Это была счастливая зима, которую ничто в дальнейшем не могло вычеркнуть из моей памяти. Наш маленький корабль, под парусами, наполненными попутным ветром, жизнерадостно плыл по морю своим одиночным безопасным курсом. Отец разбогател. В школе меня перевели в класс постарше, и, хотя я сожалел о расставании с мисс Грант, я был приятно удивлен, обнаружив, что меня тянет к моему новому наставнику. Пин, столь несправедливо осужденный Мэгги – его вспышки были лишь результатом расшатанной нервной системы, а не дурного характера, – возможно, потерпел бы неудачу за кафедрой проповедника, но как учитель он был превосходен. Естественно, он был гораздо образованнее подавляющего деревенского большинства, и у него был бесценный талант интересно подавать материал. Удивительно, но он, похоже, заинтересовался мной. Вероятно, он заметил, с какой иронией и свысока относились к нам в деревне, или, возможно, хотя он никогда в открытую не говорил об этом, у него были надежды превратить меня в своего рода головню, вытащенную из огня[13]. Так или иначе, я получил больше, чем заслужил, пользы от этого презираемого и отверженного маленького человека.

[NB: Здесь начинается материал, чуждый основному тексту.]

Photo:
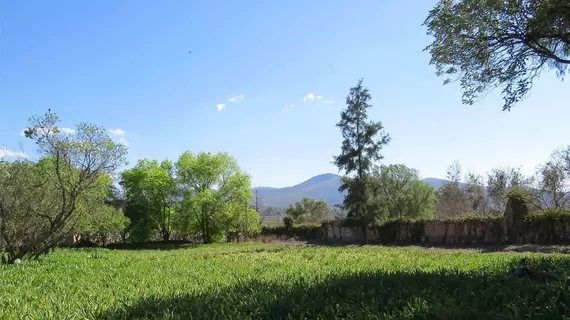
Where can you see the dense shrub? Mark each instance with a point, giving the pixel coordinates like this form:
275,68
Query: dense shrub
305,231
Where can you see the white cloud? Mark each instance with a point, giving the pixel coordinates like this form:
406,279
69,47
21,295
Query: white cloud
236,98
66,130
123,141
289,107
117,132
309,97
4,152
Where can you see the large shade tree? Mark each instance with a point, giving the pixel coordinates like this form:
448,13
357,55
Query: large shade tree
41,202
362,144
216,195
505,44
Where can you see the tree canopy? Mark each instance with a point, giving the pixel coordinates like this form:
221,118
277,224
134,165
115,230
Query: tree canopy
498,44
399,193
361,147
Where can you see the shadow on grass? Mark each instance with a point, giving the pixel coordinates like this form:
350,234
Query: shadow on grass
483,248
421,295
153,245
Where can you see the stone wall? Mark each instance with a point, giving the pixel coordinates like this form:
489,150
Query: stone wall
516,226
467,232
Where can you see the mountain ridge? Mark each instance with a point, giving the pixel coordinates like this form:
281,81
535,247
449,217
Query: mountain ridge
323,186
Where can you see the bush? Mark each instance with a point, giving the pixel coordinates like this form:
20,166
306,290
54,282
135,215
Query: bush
305,231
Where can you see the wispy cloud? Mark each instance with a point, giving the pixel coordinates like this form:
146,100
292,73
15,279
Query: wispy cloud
309,97
221,106
66,130
288,107
123,141
313,97
4,152
117,132
236,98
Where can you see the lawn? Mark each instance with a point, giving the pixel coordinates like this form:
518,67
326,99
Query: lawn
262,281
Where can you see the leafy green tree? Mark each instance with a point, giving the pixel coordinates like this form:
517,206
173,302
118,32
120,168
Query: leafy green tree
362,142
216,194
399,193
151,194
453,199
309,211
39,200
498,44
500,181
551,183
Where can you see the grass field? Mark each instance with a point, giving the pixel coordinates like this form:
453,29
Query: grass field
258,281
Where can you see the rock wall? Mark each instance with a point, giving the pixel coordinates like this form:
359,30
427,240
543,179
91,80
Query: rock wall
468,232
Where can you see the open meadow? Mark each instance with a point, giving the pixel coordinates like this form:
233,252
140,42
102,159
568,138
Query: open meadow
262,281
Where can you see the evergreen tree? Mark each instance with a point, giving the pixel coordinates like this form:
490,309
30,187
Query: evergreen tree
362,142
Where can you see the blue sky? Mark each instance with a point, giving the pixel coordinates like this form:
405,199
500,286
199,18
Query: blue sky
125,65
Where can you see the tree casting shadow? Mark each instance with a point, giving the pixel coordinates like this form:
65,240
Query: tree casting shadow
421,295
153,245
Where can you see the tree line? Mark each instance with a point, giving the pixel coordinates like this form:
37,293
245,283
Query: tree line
73,188
483,44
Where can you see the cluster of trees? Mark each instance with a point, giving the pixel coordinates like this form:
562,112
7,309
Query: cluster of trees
498,44
376,193
64,192
380,193
203,195
71,190
547,189
309,211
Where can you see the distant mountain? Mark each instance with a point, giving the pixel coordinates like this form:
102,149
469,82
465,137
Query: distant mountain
324,186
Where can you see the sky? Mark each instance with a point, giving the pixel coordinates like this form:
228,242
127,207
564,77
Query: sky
265,81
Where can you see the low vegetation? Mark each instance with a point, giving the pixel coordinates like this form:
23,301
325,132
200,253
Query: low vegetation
256,281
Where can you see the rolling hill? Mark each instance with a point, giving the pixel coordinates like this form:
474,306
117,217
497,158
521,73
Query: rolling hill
324,186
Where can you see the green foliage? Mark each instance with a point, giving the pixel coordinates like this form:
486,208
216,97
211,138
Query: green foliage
309,211
288,223
304,231
517,193
398,193
500,182
216,196
257,281
498,44
150,192
362,142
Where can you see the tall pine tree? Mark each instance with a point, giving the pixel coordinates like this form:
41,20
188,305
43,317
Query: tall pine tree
362,142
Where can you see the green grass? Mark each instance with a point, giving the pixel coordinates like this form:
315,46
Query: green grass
257,281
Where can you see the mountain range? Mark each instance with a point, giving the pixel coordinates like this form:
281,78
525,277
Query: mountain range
324,186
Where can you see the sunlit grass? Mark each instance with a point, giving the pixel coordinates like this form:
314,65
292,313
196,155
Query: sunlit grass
240,281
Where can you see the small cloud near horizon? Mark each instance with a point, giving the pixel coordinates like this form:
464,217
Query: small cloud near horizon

Как быстро пролетели эти месяцы! Я едва осознавал, что весна на подходе, пока отец, подверженный тому, что он называл «склонность к бронхиту», не подхватил в марте сильную простуду из-за своего язвительного ирландского пренебрежения старой шотландской пословицей: «Не надень, что хочется, пока май не кончится». Но он справился с недомоганием, когда у сикоморы возле кузницы набухли почки, и вдруг мы оказались в зелени апрельских дней. Дул мягкий западный ветер, разнося на своих крыльях известие о том, что мы стали явно процветать. Был ли причиной такого редкого для здешних мест события своевольный визит моего двоюродного брата Теренса, шестнадцатилетнего мальчика, который с самых ранних лет был одарен носом, весьма восприимчивым к светлым воздушным потокам финансового благополучия?